Брасье же смотрел бесстрастно, будто перед ним не одно из самых жутких чудищ Рутении, а учебная мишень.
— Нам понадобятся все стрелы. Цельтесь, куда и прежде.
Они выстрелили — не слаженно, как предыдущий залп, в том не было больше нужды, раз Сайрин и на вершине боли не смог подчинить себе сознание людей.
Ветер донёс до Еремея запах горелой плоти. Его затошнило, хотя запах был такой же, какой бывает у зажаренного на вертеле трехдневного детеныша грокона.
Именно потому и затошнило, сообразил Еремей. Легче бы переносилось зловоние.
Они стреляли медленно, тщательно целясь. Стрела Люха-пророка — могучее оружие, но и дорогое. Оно, верно, и к лучшему, иначе ещё во времена Смуты, когда Монастыри враждовали между собой, все бы перебили друг друга за милую душу. Выпустил стрелу в воинский отряд и двух-трех сжёг до угля, а человек десять — до истошного крика. Один из первых шагов, положивших конец Смуте, был уговор Настоятеля Бранермана, по которому люди обязывались не применять стрелы Люха-пророка против людей. На лемутов уговор не распространялся. К счастью, лемуты отчего-то не пользовались огнем Люха-пророка. Богословы считали, что это происходит оттого, что Тёмные Мастера боятся дать лемутам слишком могучее оружие. Плохо, если слуга сравняется силой с господином.
Еремей ополовинил запас стрел Люха-пророка, но Сайрин по-прежнему жил. Хлестал жгутами, пытаясь сразить неведомого противника, раскидывал щупальца.
— Стойте, — скомандовал Брасье. — Подождём, быть может, он издыхает.
Может быть. Кто видел, как умирает активный Сайрин? И сколько он умирает? День? Луну? Поумирает-поумирает, а потом соберётся с силами и такого жару задаст…
Еремей опустил арбалет, наблюдая за чудищем. Тулово обуглилось наполовину, но, похоже, этого было недостаточно, чтобы монструозия умерла.
Сайрин пошевелился. Пошевелился весь, целиком. Он… Похоже, он все-таки может двигаться. Извлекая из земли длинные, напоминающие корни, отростки, он двигался к воде.
— Стреляем. Все в центр! — быстро сориентировался Брасье. Ясно, жаль стрел, но ещё жальче победы над монструозией. Если сайрину удастся погрузиться на дно, как знать, не восстановится ли он там, во глубине холодных вод?
Белый огонь полыхал на берегу беспрерывно, не успевал сгореть один заряд, как вспыхивал другой. Даже сюда долетал жар пламени Люха-пророка. И Сайрин не выдержал, надломился и рухнул на землю. Ещё две стрелы довершили дело.
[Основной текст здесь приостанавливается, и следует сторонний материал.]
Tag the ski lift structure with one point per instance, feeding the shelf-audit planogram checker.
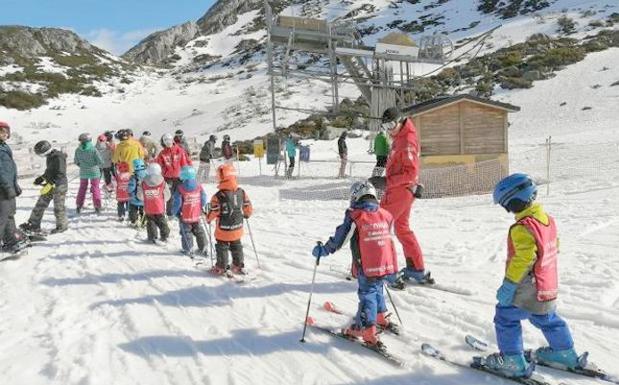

Тулово распалось.
Еремей оглянулся. Кажется, чего-то не хватает. А, это прекратил надрываться Санни. Ментальная энергия чудовища иссякла вместе с плотью.
Они стояли недвижно. Казалось, даже Брасье не знал, что делать дальше.
Или не хотел.
Наконец, он положил лук на камень — сухой, плоский, тетива не подмокнет, — достал из заспинных ножен меч.
— Идите осторожно.
Еремей взялся за топорище — казалось сподручнее добивать монструозию топором.
Лысый Джон тоже захватил боевой топор, а не меч. Его панцирь, пятнистый, серо-зеленый, заслонил собою сайрина. Прикрывает.
А ведь этот панцирь готовился для Рода, мелькнуло в голове.
Они подошли к крайнему щупальцу. Оно лежало бездвижно, и когда Брасье рассек его мечом, не шевельнулось. Похоже, готов. Но Брасье шёл настороженно, в любое мгновение готовый нанести удар.
Считалось, что жизненные центры сайрина находятся именно в тулове-стволе, и с их поражением поражался и Сайрин. Опыты Настоятеля Амоса, проведенные восемьсот зим назад, показывали, что Сайрин не возрождался из щупалец или жгутов, в отличие, например, от снежной гидры. Процессы деления сайрина проходили в центральной части тулова.
Но то были опыты над замерзшим сайрином. А летом, когда монструозия в полном соку — как знать, на что она способна?